Im Duell der Tabellennachbarn ist der FV Eppelborn am Sonntag um 15 Uhr beim TuS Herrensohr zu Gast. Die Gastgeber stehen mit 42 Punkten auf Platz sieben, der FVE hat als Achter drei Zähler weniger. Für die Eppelborner ist es die erste Auswärtsaufgabe nach zehn Heimspielen hintereinander, von denen neun gewonnen wurden. „Da kommt natürlich ganz viel Qualität auf uns zu“ erwartet der Eppelborner Trainer vor der Begegnung beim amtierenden Meister. Aber er sagt auch: „Wir fahren mit einer Respekt, aber keinesfalls mit Angst nach Herrensohr“, und das steht auch für das gestiegene Selbstvertrauen bei den Gästen nach der stolzen Serie der vergangenen Wochen. Und die soll noch nicht zu Ende sein. „Mit einem weiteren Sieg können wir den Anschluss an die vorderen Plätze herstellen“, macht Jan Berger klar, „und ein Platz im oberen Drittel der Tabelle ist auf jeden Fall besser als Platz acht“.

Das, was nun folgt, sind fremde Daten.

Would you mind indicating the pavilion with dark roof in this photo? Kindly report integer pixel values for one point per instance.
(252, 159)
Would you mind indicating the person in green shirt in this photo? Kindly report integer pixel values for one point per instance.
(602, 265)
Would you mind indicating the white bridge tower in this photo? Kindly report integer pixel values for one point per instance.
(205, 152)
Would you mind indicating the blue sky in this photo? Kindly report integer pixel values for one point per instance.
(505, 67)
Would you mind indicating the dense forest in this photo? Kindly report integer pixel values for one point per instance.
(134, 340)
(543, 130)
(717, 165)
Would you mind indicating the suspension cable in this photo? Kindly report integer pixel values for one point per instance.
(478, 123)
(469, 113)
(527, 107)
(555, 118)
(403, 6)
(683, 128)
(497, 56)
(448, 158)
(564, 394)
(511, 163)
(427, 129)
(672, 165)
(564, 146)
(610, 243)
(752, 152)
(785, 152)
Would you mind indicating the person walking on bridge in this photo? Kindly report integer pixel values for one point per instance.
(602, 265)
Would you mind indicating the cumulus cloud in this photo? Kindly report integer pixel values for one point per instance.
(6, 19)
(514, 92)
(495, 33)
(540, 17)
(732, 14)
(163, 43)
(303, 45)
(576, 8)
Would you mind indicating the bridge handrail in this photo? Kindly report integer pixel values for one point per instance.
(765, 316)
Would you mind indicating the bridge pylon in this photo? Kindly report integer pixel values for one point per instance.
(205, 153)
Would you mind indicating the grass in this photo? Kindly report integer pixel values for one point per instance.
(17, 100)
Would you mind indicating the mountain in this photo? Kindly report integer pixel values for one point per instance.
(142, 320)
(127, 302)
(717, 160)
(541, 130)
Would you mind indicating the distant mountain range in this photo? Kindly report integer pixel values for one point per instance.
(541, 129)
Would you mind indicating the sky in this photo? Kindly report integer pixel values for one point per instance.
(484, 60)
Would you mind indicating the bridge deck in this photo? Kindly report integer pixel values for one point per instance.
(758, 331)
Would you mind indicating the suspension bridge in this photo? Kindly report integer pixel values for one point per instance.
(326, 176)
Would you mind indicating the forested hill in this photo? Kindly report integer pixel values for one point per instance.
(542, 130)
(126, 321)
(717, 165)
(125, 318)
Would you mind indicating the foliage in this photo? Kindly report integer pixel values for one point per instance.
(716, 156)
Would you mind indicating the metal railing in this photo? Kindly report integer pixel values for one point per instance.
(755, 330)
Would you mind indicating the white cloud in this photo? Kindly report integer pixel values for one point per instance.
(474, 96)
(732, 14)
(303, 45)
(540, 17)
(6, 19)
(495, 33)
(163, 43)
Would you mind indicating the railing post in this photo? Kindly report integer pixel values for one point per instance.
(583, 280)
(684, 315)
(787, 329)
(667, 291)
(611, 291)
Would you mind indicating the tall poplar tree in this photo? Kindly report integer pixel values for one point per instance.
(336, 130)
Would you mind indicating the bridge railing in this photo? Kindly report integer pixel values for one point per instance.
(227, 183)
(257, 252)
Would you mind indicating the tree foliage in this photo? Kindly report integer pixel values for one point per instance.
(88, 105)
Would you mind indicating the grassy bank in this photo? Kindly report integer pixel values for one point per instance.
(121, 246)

Die FSG Ottweiler/Steinbach peilt am Samstag im Heimspiel gegen die Sportvereinigung Quierschied (16 Uhr) den ersten Sieg des Jahres an. Der ist auch vonnöten, denn nach nur einem Punkt aus den ersten vier Spielen des Jahres sind die Steinbacher der Abstiegszone wieder etwas näher gekommen. „Die Luft da unten wird langsam dünner für uns“, hat auch Frank Backes erkannt, „und deshalb ist ein Sieg gegen Quierschied eminent wichtig“. Der Steinbacher Trainer sagt das auch mit Blick auf die kommenden Gegner, denn die heißen Eppelborn, Elversberg II und Köllerbach, „und auch deshalb brauchen wir gegen Quierschied einen Dreier“. Der Auftritt der Mannschaft vor zwei Wochen gegen den SV Mettlach hat den Verantwortlichen Mut gemacht, „und deshalb müssen wir versuchen, die guten Ansätze aus diesem Spiel am Samstag mitzunehmen“. Mit Lukas Hainer wird bei den Gastgebern ein Leistungsträger aus beruflichen Gründen fehlen und Sahbaz Husic kommt erst am Spieltag aus dem Urlaub zurück, so dass auch sein Einsatz ungewiss ist.